There has been a lot of talk here lately at Apollo Media about focus. Streamlining your writing and discussions on your blog seems paramount when establishing a distinctive voice in your work and targeting a core readership that is going to stick around.

The problems with veering off your blog’s direction are clear and also apply to various forms of marketing. If a company strays too far from their tested image, or they try cultivating too many images at once, they can end up confusing potential customers. Is your company targeting young people or old? Do you want to appear authoritative and trustworthy or fresh and cutting-edge? Trying to do or say too many things at once leads to glaring contradictions and a perplexed audience.
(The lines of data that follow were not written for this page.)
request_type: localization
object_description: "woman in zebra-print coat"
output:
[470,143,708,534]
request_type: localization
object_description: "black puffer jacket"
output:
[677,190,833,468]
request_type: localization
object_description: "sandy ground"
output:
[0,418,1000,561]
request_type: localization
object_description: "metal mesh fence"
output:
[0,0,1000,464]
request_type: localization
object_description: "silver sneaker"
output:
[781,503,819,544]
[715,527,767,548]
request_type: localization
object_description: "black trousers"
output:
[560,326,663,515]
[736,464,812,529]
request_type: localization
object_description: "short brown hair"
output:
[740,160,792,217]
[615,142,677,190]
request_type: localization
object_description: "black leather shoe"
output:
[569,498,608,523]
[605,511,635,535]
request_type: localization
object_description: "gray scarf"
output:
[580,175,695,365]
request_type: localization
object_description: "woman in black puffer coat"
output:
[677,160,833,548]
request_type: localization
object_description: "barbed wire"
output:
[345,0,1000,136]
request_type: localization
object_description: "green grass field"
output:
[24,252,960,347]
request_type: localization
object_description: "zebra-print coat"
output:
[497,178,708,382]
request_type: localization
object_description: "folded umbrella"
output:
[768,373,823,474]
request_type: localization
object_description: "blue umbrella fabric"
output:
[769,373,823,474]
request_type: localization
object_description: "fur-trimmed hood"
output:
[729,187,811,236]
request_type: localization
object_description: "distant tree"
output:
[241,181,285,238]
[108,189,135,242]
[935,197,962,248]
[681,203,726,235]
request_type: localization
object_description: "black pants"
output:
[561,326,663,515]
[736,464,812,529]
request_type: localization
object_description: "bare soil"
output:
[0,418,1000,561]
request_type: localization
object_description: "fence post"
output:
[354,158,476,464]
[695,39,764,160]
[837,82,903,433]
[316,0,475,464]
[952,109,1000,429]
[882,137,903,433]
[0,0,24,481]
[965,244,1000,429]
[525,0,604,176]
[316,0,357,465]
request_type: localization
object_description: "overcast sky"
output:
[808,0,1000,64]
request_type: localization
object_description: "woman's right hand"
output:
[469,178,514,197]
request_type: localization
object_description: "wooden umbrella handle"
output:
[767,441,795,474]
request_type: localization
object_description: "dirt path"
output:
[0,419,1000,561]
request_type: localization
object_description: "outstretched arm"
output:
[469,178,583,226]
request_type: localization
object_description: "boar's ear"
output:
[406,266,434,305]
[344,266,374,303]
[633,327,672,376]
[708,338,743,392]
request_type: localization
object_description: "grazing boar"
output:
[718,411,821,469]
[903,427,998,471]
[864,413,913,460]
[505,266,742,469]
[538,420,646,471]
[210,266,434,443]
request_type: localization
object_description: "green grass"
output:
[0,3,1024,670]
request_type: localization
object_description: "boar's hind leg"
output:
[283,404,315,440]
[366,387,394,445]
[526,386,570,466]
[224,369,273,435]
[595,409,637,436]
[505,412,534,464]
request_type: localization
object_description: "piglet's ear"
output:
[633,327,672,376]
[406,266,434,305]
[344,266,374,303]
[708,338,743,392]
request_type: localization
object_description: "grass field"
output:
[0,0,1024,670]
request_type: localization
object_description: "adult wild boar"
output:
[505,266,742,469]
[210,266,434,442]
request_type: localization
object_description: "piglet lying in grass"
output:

Notice how McDonald’s doesn’t blatantly offer pizza or breadsticks on their regular menu? Sure, they could easily introduce them to some success, I think they even had pizza available a decade or so ago, but they are known for the Big Mac and their fries, so being eclectic with their menu just distracts people from what really made them so popular.

Now this little spiel isn’t rallying against variety on your blog. By all means, experimentation is encouraged, especially if you feel that your posts are becoming repetitive or redundant. But you have to stay true to your blog’s initial purpose and intentions. That is why it’s so important to blog about what your passionate about, so you can stick to that passion and avoid drifting off on unintelligible tangents – otherwise your readers will drift off as well. Branding is all about being ‘that’ guy or girl, a resident expert who has taken up space in the real estate of people’s minds.

So stay focused and come to understand what your audience is expecting from you. If you have yet to build your reader base, you want to outline your posting schedule; blog goals and the framework of your articles so you can come into the writing process with a well-conceived and confident approach from the get go. If you want to become a successful blogger, you want to be the come-to person that truly has something valuable to offer. That ‘something’ has to be crystal clear to your readers so that they keep coming back for more!